The next catalog, however, from the 1670s does not list the First Folio. It only lists the Third Folio, from 1664, and so what seems to have happened is that when they acquired the Third Folio in 1664, this was the same year in which they undertook a campaign to make more space. And so they deaccessioned some of their duplicate copies. We don’t know that that’s exactly what happened, but it seems a good explanation that they sold off some of their books to a local Oxford bookseller. That particular copy was then acquired by the Turbutt family early in the 18th century, and it stayed in that family until 1905.
GRANT: Did the Bodleian Library ever get it back?
HOOKS: They did get it back. In 1905, the young son of the current owner of the First Folio brought it into the library to get it assessed for some restoration work on the binding, which was very worn. There were clear marks on the binding where the chain that had once held it in the Bodleian Library had been ripped off, at a certain point. And the librarian that he brought it to was named Falconer Madan, and he almost immediately recognized that this was the copy that used to be housed in the Bodleian Library. So the Bodleian undertook a fundraising campaign to keep this book in England, and they eventually did raise enough money, although it was a precarious venture to do so. So you can see whatever the reason was that the book left Oxford in the first place, it was deemed to be not essential or not valuable. Whereas, when they regained the copy, it was thought to be the most valuable copy.
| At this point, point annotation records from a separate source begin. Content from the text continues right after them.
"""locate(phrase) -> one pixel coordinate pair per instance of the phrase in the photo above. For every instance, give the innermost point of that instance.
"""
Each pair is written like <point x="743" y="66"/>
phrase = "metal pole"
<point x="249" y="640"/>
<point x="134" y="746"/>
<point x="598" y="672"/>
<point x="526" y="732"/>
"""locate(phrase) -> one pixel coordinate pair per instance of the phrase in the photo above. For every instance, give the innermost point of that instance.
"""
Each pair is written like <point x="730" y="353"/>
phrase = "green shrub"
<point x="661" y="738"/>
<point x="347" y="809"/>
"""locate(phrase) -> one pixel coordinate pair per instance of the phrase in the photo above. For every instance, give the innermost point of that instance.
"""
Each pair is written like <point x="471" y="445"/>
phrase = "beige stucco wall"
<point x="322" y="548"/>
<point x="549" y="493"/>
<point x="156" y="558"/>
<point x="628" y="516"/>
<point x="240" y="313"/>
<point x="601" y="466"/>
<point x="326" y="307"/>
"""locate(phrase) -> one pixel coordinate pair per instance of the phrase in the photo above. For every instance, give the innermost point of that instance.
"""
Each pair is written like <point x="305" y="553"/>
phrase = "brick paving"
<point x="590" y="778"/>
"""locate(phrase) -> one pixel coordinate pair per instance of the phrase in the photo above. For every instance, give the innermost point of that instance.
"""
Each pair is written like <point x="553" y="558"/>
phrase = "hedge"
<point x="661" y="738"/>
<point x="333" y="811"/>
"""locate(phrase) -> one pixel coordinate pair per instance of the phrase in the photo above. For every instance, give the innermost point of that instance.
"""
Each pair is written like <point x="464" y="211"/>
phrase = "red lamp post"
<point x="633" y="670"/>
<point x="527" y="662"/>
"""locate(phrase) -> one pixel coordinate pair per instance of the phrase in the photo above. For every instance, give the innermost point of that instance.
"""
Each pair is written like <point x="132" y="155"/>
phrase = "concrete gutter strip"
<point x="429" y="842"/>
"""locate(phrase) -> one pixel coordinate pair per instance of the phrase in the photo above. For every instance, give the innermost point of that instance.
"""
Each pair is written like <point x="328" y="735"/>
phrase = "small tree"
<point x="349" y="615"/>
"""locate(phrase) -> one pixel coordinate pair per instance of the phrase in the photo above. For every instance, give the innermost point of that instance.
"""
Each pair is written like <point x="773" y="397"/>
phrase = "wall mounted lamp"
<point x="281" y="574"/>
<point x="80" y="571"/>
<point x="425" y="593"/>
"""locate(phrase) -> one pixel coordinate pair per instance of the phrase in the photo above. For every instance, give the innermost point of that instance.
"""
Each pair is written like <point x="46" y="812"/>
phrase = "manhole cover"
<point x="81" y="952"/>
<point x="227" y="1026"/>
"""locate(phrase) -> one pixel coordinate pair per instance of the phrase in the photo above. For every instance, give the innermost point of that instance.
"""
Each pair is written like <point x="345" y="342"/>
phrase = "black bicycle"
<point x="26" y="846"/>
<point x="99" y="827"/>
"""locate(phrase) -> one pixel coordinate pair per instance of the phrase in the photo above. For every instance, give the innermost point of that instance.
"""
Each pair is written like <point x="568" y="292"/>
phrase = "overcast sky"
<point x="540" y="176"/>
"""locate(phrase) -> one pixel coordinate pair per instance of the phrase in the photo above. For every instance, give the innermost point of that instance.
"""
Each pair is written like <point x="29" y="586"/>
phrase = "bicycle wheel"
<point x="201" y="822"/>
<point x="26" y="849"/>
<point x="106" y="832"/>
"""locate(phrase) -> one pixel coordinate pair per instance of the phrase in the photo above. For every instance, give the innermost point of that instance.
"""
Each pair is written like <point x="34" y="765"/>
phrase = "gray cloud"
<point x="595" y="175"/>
GRANT: Okay, so you have to tell us. What happened between those two time periods?
HOOKS: Throughout the 18th century, the string of multivolume editions of Shakespeare that were produced, and there were many of them... At first, they simply relied on whatever texts were most available. Nicholas Rowe, who is the first editor of an 18th-century edition in 1709, was a playwright, and part of his purpose was to modernize Shakespeare. He relied on a Fourth Folio. He seems to have owned a Second Folio himself, but there’s no evidence that he ever looked at a First Folio. Most of the major 18th-century editors do have some association with a First Folio. Sometimes they even successively owned the same copy of the First Folio, probably a result of the Tonson publishing house, which held the copyright to Shakespeare’s plays, but there’s very little evidence that they really interacted with or engaged with the First Folio text.
The first person to state the textual primacy of the First Folio was a man named George Steevens. In 1765, he was a scholar and became an editor of Shakespeare. He assisted Samuel Johnson in his famous edition of Shakespeare in 1765, and, in fact, in what is the very last line in the entire multivolume edition, Steevens makes a statement that, of course, the First Folio is the authentic text, particularly for plays that never had appeared in quarto.
GRANT: How did they come to that conclusion?
HOOKS: Steevens was one of the first people to try to figure out how many Shakespearean quartos were available.
GRANT: Quartos, of course, were the individual plays, not assembled in one volume, but sort of folded into a much smaller and less expensive volume.
HOOKS: Exactly, and those were owned by private collectors. They were very difficult to come by. You see 18th-century editors pleading in advertisements that if you have any old editions of Shakespeare plays, please make them available, because it was clear that there were different texts of some of Shakespeare’s plays, and so to edit it properly you needed to have access to as much evidence as possible.
GRANT: Sure. But you’ve just described Steevens and Johnson, who in their volume, they’re saying that the text that they feel most comfortable referring to is the First Folio. Why is that? Why did they arrive at that idea?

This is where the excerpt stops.